Por fin llegamos al oasis del Caño Guadiamar donde todavía la vegetación se mantiene verde y los pájaros se concentran en grandes números. Varias cigüeñuelas, andarríos grandes y moritos se alimentaban en un charco casi seco mientras jóvenes de calamones y pollas de agua se asustaban y gritaban a nuestro paso. Bandos de moritos y espátulas nos sobrevolaban y las garzas imperiales solitarias cazaban escondidas entre los juncos. Algunas jóvenes inexpertas aterrizaban con dificultades en la pista frente a nosotros.
Numerosas avistamientos a lo largo del caño durante los siguientes kilómetros; una espátula pasó volando seguida por una de sus crecidas crías que le reclamaba comida incansablemente con un quejido muy característico que parecía salirle de algún lugar tan hondo como el estómago. Encontramos poco más adelante un águila culebrera posada sobre un poste eléctrico de la que tuvimos excelentes vistas a través del telescopio, sus grandes ojos amarillos llamaron la atención de Maica, y otra un poco más allá que nos deleitó con su vuelo majestuoso.
Después tomamos una merecida parada en el Centro de Visitantes de José A. Valverde donde observamos durante un rato cientos de moritos y garcetas todavía alimentando a sus pollos y los vuelos bajos de varios aguiluchos laguneros y milanos en busca de su almuerzo. Una vez repuestas las fuerzas nos dirigimos hacia el Lucio del Lobo donde pudimos observar varios grupos de gamos descansando entre los altos almajos y disfrutamos de nuevo del majestuoso vuelo de una pareja de águilas culebreras.
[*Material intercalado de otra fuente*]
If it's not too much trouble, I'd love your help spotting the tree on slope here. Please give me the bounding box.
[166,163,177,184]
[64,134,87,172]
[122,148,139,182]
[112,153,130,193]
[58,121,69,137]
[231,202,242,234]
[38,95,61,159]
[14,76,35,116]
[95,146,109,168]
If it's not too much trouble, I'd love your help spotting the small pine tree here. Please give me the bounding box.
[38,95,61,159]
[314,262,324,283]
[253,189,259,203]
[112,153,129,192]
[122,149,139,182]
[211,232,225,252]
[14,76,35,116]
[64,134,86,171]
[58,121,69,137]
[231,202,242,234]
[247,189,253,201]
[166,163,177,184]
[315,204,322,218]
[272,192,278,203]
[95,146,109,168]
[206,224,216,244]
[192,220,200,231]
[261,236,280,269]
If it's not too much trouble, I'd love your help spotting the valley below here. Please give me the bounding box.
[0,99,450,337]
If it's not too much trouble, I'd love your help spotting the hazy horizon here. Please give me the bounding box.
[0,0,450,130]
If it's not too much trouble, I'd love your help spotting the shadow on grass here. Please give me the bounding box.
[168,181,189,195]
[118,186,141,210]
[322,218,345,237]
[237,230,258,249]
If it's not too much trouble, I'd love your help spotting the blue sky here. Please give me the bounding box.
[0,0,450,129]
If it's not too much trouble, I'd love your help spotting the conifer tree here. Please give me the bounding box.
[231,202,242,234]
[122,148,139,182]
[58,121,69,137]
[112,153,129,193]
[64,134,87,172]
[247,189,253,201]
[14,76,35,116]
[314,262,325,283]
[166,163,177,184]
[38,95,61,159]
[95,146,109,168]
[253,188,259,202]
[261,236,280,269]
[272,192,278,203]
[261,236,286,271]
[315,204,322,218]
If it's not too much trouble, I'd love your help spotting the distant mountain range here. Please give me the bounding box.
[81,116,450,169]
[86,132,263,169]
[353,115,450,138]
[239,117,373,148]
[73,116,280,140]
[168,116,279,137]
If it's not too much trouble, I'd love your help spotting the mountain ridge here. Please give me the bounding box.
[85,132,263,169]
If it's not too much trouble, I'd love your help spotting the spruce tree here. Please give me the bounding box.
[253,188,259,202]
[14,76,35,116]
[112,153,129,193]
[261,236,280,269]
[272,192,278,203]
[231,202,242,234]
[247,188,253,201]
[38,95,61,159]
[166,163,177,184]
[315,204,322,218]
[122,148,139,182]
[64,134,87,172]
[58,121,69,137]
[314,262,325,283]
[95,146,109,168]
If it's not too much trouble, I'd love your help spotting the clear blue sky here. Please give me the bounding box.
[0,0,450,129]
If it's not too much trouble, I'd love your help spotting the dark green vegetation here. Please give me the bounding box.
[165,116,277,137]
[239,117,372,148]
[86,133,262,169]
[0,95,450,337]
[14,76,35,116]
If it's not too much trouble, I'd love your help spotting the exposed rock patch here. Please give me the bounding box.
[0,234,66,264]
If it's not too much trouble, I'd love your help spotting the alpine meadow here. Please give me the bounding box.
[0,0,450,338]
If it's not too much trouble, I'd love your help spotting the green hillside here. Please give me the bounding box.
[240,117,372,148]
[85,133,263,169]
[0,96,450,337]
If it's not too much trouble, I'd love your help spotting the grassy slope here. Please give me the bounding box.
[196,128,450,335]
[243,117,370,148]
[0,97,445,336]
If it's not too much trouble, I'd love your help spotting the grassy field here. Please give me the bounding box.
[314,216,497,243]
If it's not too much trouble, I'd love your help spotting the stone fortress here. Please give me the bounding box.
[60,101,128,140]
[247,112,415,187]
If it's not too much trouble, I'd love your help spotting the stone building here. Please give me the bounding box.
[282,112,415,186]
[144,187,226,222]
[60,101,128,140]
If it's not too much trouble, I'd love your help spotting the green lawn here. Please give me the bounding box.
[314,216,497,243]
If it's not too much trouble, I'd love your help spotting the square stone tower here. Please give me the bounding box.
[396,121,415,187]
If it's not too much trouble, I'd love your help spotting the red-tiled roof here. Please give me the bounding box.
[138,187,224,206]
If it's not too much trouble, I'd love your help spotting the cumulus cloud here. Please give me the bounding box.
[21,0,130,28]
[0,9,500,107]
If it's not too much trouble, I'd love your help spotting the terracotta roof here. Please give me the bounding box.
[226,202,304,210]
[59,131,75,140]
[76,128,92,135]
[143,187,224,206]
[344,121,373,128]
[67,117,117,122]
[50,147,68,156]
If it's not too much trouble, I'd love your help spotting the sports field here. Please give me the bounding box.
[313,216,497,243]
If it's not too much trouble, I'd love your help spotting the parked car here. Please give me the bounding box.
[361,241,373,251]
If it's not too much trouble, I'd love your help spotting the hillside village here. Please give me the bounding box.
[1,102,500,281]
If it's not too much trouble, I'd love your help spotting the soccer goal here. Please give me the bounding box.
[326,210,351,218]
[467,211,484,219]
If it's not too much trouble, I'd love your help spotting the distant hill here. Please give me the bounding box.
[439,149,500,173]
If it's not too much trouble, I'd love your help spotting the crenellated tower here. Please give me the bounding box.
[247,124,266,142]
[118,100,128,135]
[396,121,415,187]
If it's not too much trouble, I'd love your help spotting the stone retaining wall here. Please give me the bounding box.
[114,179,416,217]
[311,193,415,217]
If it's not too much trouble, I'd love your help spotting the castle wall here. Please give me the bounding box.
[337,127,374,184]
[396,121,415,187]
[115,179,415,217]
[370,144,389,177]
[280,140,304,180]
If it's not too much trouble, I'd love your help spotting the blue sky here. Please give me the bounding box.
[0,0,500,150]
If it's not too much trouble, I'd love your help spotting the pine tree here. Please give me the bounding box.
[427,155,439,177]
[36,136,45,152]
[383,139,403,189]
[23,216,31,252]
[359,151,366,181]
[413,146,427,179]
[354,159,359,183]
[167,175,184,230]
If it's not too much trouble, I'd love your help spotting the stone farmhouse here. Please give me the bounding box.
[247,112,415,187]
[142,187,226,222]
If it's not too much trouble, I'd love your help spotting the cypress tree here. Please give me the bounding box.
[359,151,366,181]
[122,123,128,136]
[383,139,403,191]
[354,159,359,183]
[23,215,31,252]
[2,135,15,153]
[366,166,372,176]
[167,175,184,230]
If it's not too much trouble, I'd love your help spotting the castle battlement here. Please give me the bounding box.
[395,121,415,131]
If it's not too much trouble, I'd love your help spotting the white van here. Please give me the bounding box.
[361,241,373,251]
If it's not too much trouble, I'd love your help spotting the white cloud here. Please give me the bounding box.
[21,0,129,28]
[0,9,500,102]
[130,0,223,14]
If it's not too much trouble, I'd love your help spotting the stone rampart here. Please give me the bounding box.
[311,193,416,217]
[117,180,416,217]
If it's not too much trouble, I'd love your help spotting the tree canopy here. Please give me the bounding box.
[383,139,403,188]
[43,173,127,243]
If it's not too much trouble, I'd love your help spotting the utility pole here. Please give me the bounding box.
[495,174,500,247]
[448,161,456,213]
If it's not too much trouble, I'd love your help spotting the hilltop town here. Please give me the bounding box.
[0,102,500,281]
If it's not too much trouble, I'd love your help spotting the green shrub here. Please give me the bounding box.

Al poco se posaron en dos postes contiguos y comenzaron una amena charla de la que, por supuesto, no entendimos nada. Siendo aves normalmente muy silenciosas disfruté de aquel pequeño momento que la naturaleza nos regala a aquellos que tenemos nuestros sentidos dispuestos a apreciarlos. Los sonidos del verano en Doñana fueron un gran complemento a la visita esa mañana y me ayudaran en buena medida a convertir nuestra salida al campo en una experiencia para recordar para mis cuatro clientes del día.